Martin Luther King Jr.’s “I Have a Dream Speech” inspired the world. It also galvanized the Federal Bureau of Investigation into undertaking one of its biggest surveillance operations in history.
Initially approved in October 1963 by then-Attorney General Robert Kennedy, the FBI’s wiretap and hidden-microphone campaign against King lasted until his assassination in April 1968. It was initially justified to probe King’s suspected, unproven links to the Communist Party, morphing into a crusade to “neutralize” and discredit the civil rights leader.

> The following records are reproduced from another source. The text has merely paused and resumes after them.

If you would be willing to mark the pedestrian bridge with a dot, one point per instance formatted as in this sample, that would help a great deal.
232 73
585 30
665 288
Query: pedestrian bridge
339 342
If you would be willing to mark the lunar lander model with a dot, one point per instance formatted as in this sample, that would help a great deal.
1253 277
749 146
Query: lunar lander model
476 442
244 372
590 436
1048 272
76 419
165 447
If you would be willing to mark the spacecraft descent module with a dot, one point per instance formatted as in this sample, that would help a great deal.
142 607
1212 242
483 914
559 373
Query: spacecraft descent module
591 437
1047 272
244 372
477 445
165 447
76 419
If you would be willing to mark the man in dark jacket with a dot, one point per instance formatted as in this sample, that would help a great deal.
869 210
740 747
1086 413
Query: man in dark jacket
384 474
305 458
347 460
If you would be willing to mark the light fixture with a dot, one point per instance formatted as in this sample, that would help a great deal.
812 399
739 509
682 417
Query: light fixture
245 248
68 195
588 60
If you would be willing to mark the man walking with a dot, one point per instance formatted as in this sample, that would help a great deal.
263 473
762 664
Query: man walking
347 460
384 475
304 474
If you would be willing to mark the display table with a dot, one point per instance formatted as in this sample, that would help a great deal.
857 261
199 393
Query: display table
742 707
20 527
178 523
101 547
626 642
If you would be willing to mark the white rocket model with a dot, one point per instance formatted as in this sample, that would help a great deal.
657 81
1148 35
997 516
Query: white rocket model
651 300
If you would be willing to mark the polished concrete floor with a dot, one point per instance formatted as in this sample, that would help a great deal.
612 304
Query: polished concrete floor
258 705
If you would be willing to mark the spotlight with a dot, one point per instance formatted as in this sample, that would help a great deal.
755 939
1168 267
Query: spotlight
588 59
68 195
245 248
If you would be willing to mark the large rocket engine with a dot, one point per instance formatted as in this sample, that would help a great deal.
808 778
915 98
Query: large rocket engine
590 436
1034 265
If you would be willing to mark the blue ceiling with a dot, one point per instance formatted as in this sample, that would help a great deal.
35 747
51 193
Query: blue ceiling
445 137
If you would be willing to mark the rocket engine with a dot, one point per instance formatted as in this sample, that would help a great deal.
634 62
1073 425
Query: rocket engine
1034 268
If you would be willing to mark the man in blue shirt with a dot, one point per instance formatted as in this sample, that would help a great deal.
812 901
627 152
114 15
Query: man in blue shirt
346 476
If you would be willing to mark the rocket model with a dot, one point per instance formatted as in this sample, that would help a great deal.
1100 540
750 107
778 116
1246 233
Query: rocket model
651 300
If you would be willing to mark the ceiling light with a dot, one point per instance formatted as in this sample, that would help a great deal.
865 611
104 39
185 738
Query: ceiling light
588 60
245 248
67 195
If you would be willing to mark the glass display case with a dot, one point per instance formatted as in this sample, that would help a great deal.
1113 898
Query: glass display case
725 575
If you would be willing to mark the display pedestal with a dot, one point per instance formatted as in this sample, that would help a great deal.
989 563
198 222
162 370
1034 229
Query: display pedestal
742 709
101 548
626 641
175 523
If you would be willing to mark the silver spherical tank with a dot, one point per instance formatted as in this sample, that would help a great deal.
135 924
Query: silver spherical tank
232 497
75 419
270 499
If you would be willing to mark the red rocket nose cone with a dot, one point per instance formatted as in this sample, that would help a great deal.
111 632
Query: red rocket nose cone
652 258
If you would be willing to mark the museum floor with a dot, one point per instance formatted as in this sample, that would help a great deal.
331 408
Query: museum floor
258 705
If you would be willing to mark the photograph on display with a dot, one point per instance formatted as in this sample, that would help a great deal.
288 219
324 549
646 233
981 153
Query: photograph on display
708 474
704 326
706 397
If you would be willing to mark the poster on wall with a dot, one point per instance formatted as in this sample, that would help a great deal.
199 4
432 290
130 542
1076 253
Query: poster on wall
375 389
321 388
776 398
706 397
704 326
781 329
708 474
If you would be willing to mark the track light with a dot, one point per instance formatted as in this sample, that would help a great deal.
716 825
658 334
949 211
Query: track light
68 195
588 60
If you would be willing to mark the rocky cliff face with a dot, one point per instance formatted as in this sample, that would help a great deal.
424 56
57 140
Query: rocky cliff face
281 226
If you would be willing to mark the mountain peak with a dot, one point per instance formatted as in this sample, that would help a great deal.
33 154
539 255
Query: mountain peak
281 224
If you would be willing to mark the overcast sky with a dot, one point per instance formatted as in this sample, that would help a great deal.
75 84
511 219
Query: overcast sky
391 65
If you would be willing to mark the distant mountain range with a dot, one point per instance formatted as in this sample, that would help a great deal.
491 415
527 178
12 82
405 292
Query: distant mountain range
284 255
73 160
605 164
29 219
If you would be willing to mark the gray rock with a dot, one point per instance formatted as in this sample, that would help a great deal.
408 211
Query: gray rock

The speech’s impact on the FBI was first outlined in a 1976 report of the U.S. Senate “Select Committee To Study Governmental Operations with Respect to Intelligence Activities,” known by its popular nickname, the “Church Committee,” after Idaho Democrat Frank Church.
At a time when the nation is absorbing revelations of telephone and e-mail surveillance by the National Security Agency, the FBI’s spying on King -- which had no court authorization or oversight -- stands as an example of domestic security gone to excess.
“The FBI’s program to destroy Dr. King as the leader of the civil rights movement entailed efforts to discredit him with churches, universities and the press,” said the report. It collected information about King’s plans and activities “through an extensive surveillance program, employing nearly every intelligence gathering technique at the Bureau’s disposal,” said the report.